Sin embargo, ni estos efectos ni la presencia del déficit fiscal podrían, por sí solos, supeditar el crecimiento a un segundo plano. En este sentido, y sin considerar lo que sucedió en este año ya que –luego del impacto de la pandemia- la recuperación resulta en parte inercial, existen muchos países con presiones tributarias altas y crecimiento de económico: en el 2019, la economía de España creció 2% en términos reales, mientras que su presión impositiva fue del 39,2%; Reino Unido se expandió 1,4% con una presión del 36,6%; Brasil ascendió 1,1% y sus impuestos representaban el 31,4%. Así, no se ve una relación estricta entre mayores tributos y menores crecimientos, ya que evidentemente éste depende de otros factores. Sin embargo, debemos destacar en este punto, que los guarismos de crecimiento son distintos según el tipo de economía que analicemos: para un país desarrollado, crecer entre 1%-2% está muy bien; mientras que, para uno en desarrollo -que apunta a desarrollarse, es decir, no sólo “crecer” sino mejorar en otras dimensiones relevantes-, tiene que expandirse sin pausa muchos años seguidos y de manera más fuerte.
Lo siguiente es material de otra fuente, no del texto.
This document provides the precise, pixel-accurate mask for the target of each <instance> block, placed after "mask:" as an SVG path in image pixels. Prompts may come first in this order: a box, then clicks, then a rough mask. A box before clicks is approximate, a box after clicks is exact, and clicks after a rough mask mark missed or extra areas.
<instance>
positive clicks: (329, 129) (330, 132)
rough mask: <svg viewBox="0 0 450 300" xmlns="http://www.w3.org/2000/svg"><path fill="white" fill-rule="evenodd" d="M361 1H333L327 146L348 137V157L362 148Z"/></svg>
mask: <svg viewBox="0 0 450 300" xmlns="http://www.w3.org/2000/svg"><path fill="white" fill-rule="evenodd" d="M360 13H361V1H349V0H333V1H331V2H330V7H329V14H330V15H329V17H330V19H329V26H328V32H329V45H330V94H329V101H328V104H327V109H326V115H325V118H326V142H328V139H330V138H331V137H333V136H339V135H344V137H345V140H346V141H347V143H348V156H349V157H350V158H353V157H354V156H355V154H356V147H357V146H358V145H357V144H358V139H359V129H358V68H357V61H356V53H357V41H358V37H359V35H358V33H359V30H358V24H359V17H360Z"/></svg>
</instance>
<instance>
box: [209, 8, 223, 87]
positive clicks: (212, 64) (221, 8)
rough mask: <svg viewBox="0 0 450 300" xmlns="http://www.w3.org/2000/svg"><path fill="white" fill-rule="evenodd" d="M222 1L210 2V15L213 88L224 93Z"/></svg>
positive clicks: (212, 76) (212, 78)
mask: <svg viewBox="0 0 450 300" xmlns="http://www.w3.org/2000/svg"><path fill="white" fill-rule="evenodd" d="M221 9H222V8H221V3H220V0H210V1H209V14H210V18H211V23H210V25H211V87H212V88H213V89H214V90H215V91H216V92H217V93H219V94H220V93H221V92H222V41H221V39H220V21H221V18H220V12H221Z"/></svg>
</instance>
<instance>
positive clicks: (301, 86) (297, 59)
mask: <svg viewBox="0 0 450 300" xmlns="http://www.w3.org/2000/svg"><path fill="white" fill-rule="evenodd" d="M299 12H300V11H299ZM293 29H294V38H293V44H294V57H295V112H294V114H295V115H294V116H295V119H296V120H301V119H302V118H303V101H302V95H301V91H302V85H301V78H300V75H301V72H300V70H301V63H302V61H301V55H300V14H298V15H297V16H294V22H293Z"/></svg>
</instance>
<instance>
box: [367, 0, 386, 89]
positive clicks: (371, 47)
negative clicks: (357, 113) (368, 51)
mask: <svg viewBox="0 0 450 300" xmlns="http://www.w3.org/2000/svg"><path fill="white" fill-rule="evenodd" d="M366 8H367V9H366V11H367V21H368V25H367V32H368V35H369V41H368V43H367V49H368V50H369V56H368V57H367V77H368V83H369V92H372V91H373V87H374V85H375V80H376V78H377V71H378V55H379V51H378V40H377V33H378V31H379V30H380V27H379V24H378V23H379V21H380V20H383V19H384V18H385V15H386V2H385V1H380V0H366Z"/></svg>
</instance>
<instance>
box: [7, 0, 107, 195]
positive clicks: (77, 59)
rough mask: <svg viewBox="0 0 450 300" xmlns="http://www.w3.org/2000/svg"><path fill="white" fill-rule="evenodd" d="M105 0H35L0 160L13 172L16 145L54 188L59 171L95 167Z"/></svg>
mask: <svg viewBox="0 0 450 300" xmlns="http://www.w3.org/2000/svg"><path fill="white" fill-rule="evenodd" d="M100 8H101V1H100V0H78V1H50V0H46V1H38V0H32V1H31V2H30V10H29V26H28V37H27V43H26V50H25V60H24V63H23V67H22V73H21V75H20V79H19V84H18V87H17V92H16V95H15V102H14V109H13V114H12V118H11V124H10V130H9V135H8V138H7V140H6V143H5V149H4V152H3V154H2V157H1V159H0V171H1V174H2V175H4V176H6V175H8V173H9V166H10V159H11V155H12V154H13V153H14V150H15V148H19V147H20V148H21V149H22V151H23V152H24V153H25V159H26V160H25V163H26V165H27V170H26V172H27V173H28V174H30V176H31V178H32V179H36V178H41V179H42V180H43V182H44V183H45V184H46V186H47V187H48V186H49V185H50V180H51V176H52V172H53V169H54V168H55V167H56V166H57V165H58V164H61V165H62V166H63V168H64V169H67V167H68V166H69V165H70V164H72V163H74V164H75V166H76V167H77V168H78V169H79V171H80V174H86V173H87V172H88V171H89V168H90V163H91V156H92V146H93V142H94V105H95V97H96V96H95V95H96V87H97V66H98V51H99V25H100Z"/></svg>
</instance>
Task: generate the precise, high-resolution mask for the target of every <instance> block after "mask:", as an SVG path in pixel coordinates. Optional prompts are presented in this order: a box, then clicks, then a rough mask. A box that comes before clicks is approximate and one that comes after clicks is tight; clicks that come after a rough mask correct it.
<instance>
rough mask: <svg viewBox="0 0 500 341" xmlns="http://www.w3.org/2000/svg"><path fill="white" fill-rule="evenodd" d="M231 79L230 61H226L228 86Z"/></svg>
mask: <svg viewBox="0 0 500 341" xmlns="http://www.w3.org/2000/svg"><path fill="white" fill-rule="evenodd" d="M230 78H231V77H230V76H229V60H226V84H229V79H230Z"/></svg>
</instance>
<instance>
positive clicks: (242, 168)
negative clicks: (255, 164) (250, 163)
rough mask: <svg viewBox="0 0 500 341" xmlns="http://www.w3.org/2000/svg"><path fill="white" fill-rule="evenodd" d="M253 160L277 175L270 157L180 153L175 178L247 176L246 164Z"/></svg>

Como se puede ver en el cuadro de abajo, no existe una relación clara ni decisiva entre las variables. Cabe mencionar, a su vez, que tomamos como parámetro el 2019 ya que no se ve afectado por la pandemia ni por su “efecto recuperación”.

Asimismo, si contemplamos la evolución del déficit primario y crecimiento real del PIB entre países con distintos niveles de desarrollo, encontramos lo siguiente:

Resumiendo, ninguno de los factores mencionados anteriormente acota las posibilidades de crecimiento por sí solo. Es necesario más bien pensar en un conjunto  de fenómenos para explicar dicha situación. Asimismo, en ciertas ocasiones –como fue durante la pandemia-, el déficit fiscal se torna conveniente para paliar los efectos no deseados de otros eventos, lo que se conoce como política anticíclica. Si bien no es una solución definitiva, permite “surfear la ola” para luego buscar –como lo está haciendo el Gobierno actual- subsanar los problemas de fondo.